Wednesday, 19 December 2018; 10:00-11:00 am EST
There are many steps between producing and using data for policy making and more effective governance. Most of the efforts to increase data use, historically, has been placed in opening more datasets without thought to how people measure the uptake and use of such datasets. This focus is beginning to shift with the Publish with Purpose movement and with research from Development Gateway, AidData, Open Data Watch, PARIS21, and others. The aim is to shift the focus away from promoting the importance of data use and towards taking action to measure and understand it.
This webinar will bring together speakers to discuss methods for measuring data use; efforts to increase the capacity of producers to understand users’ needs on one end of the data value chain and policy makers and citizens to use the data on the other end; and what we can learn from current initiatives focusing on measuring data use. It is important for audience members of this webinar to think critically about how the methods presented are not only intended to be programmed into statistical capacity building initiatives for national statistical offices or other data producers but how a user-centric strategy can be implemented to better understand how their own data, whether it is new research or reports, can be used.
The goal of this webinar is to connect the dots between data production and data impact by highlighting lessons learned from recent research, strategies for increasing the use of data for decision making, and good practices on understanding and measuring use.
Questions to be addressed
- Why measuring data use is important? What is needed to better understand data use to improve data quality and trust in data?
- What are some of quick wins that countries could take advantage of to better monitor and hopefully increase data use? What are good practices and methods for measuring data use?
- How can different actors within the data for development ecosystem create an enabling environment to increase data use?
- How do policy makers access and use data for decision making? What are important case studies that demonstrate how to increase and encourage data use?
- How do we build data use into the processes, principles, and data quality assessments that guide the production side of data?
- What organizations or projects are working to understand and improve data use? What are the important resources they have assembled?
- Eric Swanson, Open Data Watch
- Tanya Sethi, AidData
- Muchiri Nyaggah, Local Development Research Institute (LDRI)
- Shaida Badiee, Open Data Watch (moderator)
Video – Connecting the Dots – Webinar 2
Following Webinar 2, participants had a few questions that are addressed below:
Q: We would like to know what were the criteria for evaluation. Do the data used in evaluating the level of coverage and use only consider NSO data or also data from other Algerian institutions mentioned in the spreadsheet?
A: (from Eric Swanson) – The Open Data Inventory (ODIN) assesses data found on the NSO website (http://www.ons.dz) or linked to the website. Therefore, data from other Algerian government agencies are included if they can be found by starting from the NSO website. ODIN assess the coverage of data in 21 statistical categories by looking at the availability of specific, “sentinel” indicators and their disaggregations. It assesses the openness of the same indicators using the criteria of the Open Definition 2.0: data should be freely available in non-proprietary, machine readable formats and accompanied by suitable metadata. Users should have options for downloading some or all of a dataset and the use of the data should be licensed under a Creative Common Public Domain (CC0) or by Attribution (CC-BY) license. More information on the ODIN methodology is available here.
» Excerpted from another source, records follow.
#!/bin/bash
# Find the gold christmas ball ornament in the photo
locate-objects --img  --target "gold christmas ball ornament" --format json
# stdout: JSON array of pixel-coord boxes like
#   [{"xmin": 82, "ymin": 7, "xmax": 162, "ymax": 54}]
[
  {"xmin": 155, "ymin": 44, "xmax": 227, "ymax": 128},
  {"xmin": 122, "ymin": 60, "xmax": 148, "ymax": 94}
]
Q: The SDGs approval promotes and active role of civil society and academia. According with our last “poll”, the Government Agencies and NSO should be leading an effort to increase data literacy and the use of data. How Civil Society and NGOs could support NSOs and Agencies to achieve that?
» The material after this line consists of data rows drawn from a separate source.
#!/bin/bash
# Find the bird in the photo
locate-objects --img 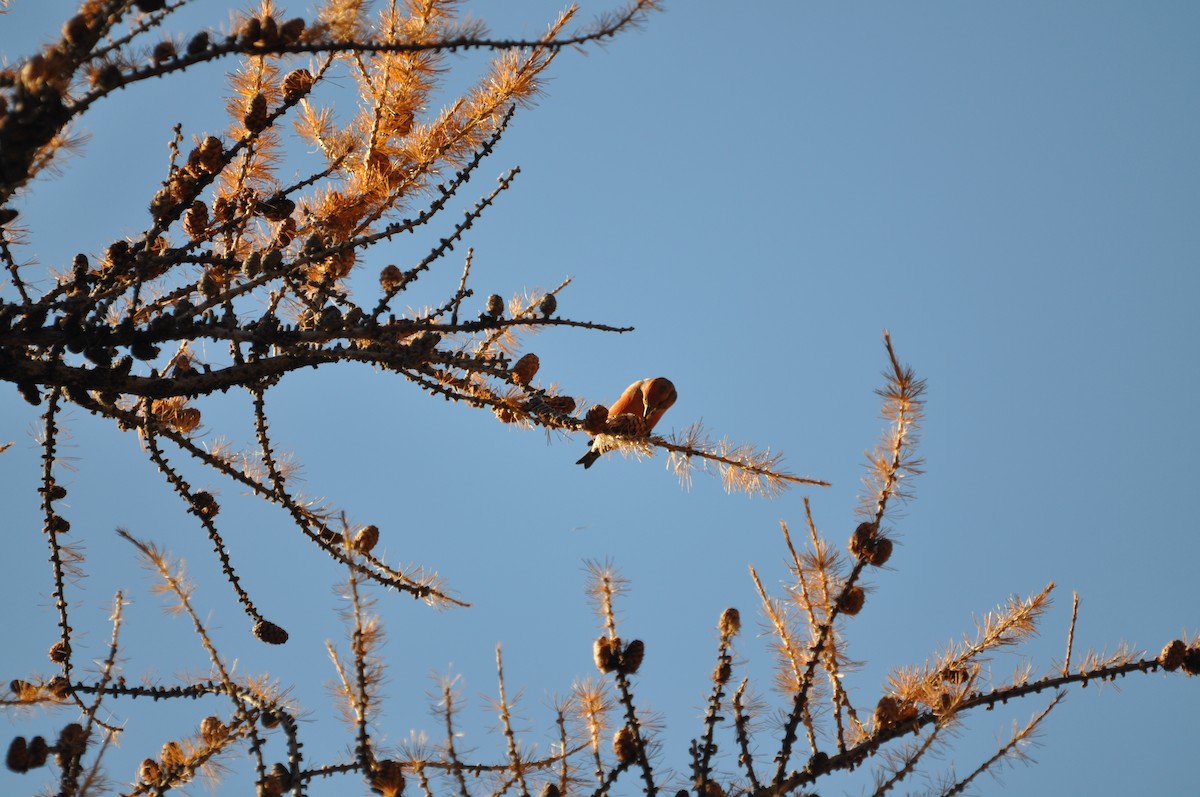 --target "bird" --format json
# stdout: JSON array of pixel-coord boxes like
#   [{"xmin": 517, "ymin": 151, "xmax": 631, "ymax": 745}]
[{"xmin": 576, "ymin": 377, "xmax": 677, "ymax": 469}]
A: (from Eric Swanson) – Civil society and non-governmental organizations can support efforts to increase data literacy by demonstrating the appropriate use of statistics in their reports and advocacy documents. They could also work with the NSO and other national statistical agencies to increase the openness and availability of official statistics.
A: (from Tanya Sethi) – NGOs and civil society should be prolific users of NSO-produced data and highlight gaps in these datasets to put pressure on NSOs and the government to improve the timeliness and accuracy of these datasets. For this, they should work with other NGOs, as putting forward demands as a coalition is likely to have a greater impact than going it alone. Since civil society collects a lot of very useful and local/disaggregated data, they can work with local and national governments to see how this “unofficial” data can fill some of the gaps that exist in official data sources.
Q: What are some examples of ways data producers like NSOs should change their behavior from analytics or other information about their users (from analytics or other sources)?
A: (from Eric Swanson) – Here are a couple of suggestions: 1) Use surveys or other forms of user feedback to identify data that users want but cannot find; 2) Monitor patterns of page visits to gauge user response to new releases or to changes in the presentation of data on their websites and reward successful innovations by agency staff.
A: (from Tanya Sethi) – Note that “users” itself is a very broad term, and NSOs will need to think about which users — users in the government, users in CSOs/NGOs, users in donor organizations etc. Once they identify the group of users NSOs whose views they would most like to know, they could use web analytics or user surveys to (a) determine exactly what datasets these users want and (b) what barriers they face with respect to accessing and using that data (e.g., is the relevant documentation missing or insufficient? is the dataset available to download?) They should then use these insights to make the desired improvements thereby increasing the value of that data.